I am not sur because major caches are created early at boot time. We still have
the same entropy problem and we are wasting a bit more memory. It will be faster
on usage though but not sure it will be significant.

>> +static freelist_idx_t master_list_2[2];
>> +static freelist_idx_t master_list_4[4];
>> +static freelist_idx_t master_list_8[8];
>> +static freelist_idx_t master_list_16[16];
>> +static freelist_idx_t master_list_32[32];
>> +static freelist_idx_t master_list_64[64];
>> +static freelist_idx_t master_list_128[128];
>> +static freelist_idx_t master_list_256[256];
>> +const static struct m_list {
>> + size_t count;
>> + freelist_idx_t *list;
>> +} master_lists[] = {
>> + { ARRAY_SIZE(master_list_2), master_list_2 },
>> + { ARRAY_SIZE(master_list_4), master_list_4 },
>> + { ARRAY_SIZE(master_list_8), master_list_8 },
>> + { ARRAY_SIZE(master_list_16), master_list_16 },
>> + { ARRAY_SIZE(master_list_32), master_list_32 },
>> + { ARRAY_SIZE(master_list_64), master_list_64 },
>> + { ARRAY_SIZE(master_list_128), master_list_128 },
>> + { ARRAY_SIZE(master_list_256), master_list_256 },
>> +};
>> +
>> +/* Pre-compute the Freelist master lists at boot */
>> +static void __init freelist_random_init(void)
>> +{
>> + unsigned int seed;
>> + size_t z, i, rand;
>> + struct rnd_state slab_rand;
>> +
>> + get_random_bytes_arch(&seed, sizeof(seed));
>> + prandom_seed_state(&slab_rand, seed);
>> +
>> + for (z = 0; z < ARRAY_SIZE(master_lists); z++) {
>> + for (i = 0; i < master_lists[z].count; i++)
>> + master_lists[z].list[i] = i;
>> +
>> + /* Fisher-Yates shuffle */
>> + for (i = master_lists[z].count - 1; i > 0; i--) {
>> + rand = prandom_u32_state(&slab_rand);
>> + rand %= (i + 1);
>> + swap(master_lists[z].list[i],
>> + master_lists[z].list[rand]);
>> + }
>> + }
>> +}
>> +#else
>> +static inline void __init freelist_random_init(void) { }
>> +#endif /* CONFIG_FREELIST_RANDOM */
>> +
>> +
>> /*
>> * Initialisation.

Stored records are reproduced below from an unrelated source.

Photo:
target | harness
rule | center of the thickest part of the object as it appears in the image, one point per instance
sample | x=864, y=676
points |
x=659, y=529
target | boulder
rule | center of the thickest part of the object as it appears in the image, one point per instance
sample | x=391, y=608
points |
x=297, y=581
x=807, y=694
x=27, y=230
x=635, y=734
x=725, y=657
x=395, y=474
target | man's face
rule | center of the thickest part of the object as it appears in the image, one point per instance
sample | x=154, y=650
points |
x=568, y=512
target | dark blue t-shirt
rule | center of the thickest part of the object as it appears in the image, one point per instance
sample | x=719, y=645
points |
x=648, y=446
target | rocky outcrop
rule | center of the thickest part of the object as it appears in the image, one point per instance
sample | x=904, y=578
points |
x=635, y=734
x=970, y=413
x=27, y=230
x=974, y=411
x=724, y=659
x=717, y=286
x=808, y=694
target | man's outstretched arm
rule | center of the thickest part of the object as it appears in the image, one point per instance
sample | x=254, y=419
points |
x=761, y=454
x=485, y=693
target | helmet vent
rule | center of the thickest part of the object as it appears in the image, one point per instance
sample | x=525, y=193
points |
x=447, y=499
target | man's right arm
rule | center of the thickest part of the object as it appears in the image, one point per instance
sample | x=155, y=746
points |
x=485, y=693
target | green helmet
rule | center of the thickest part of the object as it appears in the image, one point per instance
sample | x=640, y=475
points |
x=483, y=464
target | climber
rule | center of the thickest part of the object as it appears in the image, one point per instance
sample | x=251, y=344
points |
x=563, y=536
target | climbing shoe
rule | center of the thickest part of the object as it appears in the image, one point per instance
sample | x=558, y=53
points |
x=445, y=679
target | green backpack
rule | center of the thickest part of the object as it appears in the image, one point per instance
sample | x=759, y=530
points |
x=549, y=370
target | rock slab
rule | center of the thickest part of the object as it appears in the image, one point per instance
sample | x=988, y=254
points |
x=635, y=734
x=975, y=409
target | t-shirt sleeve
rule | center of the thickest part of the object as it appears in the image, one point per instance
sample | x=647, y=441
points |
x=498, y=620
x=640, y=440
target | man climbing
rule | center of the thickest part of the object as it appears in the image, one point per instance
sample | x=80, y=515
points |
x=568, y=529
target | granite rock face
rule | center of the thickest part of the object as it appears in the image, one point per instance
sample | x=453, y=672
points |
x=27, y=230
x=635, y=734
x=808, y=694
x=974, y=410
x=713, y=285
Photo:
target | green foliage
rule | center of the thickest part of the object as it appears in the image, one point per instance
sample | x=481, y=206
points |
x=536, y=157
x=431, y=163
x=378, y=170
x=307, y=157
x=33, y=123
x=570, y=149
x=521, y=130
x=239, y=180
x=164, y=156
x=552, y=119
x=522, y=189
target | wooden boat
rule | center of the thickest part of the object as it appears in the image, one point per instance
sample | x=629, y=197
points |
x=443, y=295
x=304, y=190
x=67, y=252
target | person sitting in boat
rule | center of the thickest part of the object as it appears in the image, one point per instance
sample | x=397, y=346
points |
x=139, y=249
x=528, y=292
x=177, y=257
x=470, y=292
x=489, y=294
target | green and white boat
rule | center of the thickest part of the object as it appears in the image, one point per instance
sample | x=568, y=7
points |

Called after the page allocator have been initialised and
>> * before smp_init().
>> @@ -1255,6 +1312,8 @@ void __init kmem_cache_init(void)
>> if (!slab_max_order_set && totalram_pages > (32 << 20) >> PAGE_SHIFT)
>> slab_max_order = SLAB_MAX_ORDER_HI;
>>
>> + freelist_random_init();
>> +
>> /* Bootstrap is tricky, because several objects are allocated
>> * from caches that do not exist yet:
>> * 1) initialize the kmem_cache cache: it contains the struct
>> @@ -2442,6 +2501,107 @@ static void cache_init_objs_debug(struct kmem_cache *cachep, struct page *page)
>> #endif
>> }
>>
>> +#ifdef CONFIG_FREELIST_RANDOM
>> +/* Identify if the target freelist matches the pre-computed list */
>> +enum master_type {
>> + match,
>> + less,
>> + more
>> +};
>> +
>> +/* Hold information during a freelist initialization */
>> +struct freelist_init_state {
>> + unsigned int padding;
>> + unsigned int pos;
>> + unsigned int count;
>> + struct m_list master_list;
>> + unsigned int master_count;
>> + enum master_type type;
>> +};
>> +
>> +/* Select the right pre-computed master list and initialize state */
>> +static void freelist_state_initialize(struct freelist_init_state *state,
>> + unsigned int count)
>> +{
>> + unsigned int idx;
>> + const unsigned int last_idx = ARRAY_SIZE(master_lists) - 1;
>> +
>> + memset(state, 0, sizeof(*state));
>> + state->count = count;
>> + state->pos = 0;
>
> Using pos = 0 here looks not good in terms of security. In this case,
> every new page having same size class have same sequence of freelist since boot.
>
> How about using random value to set pos? It provides some more randomness
> with minimal overhead.
>

I think it is a good idea. I will add that for the next iteration.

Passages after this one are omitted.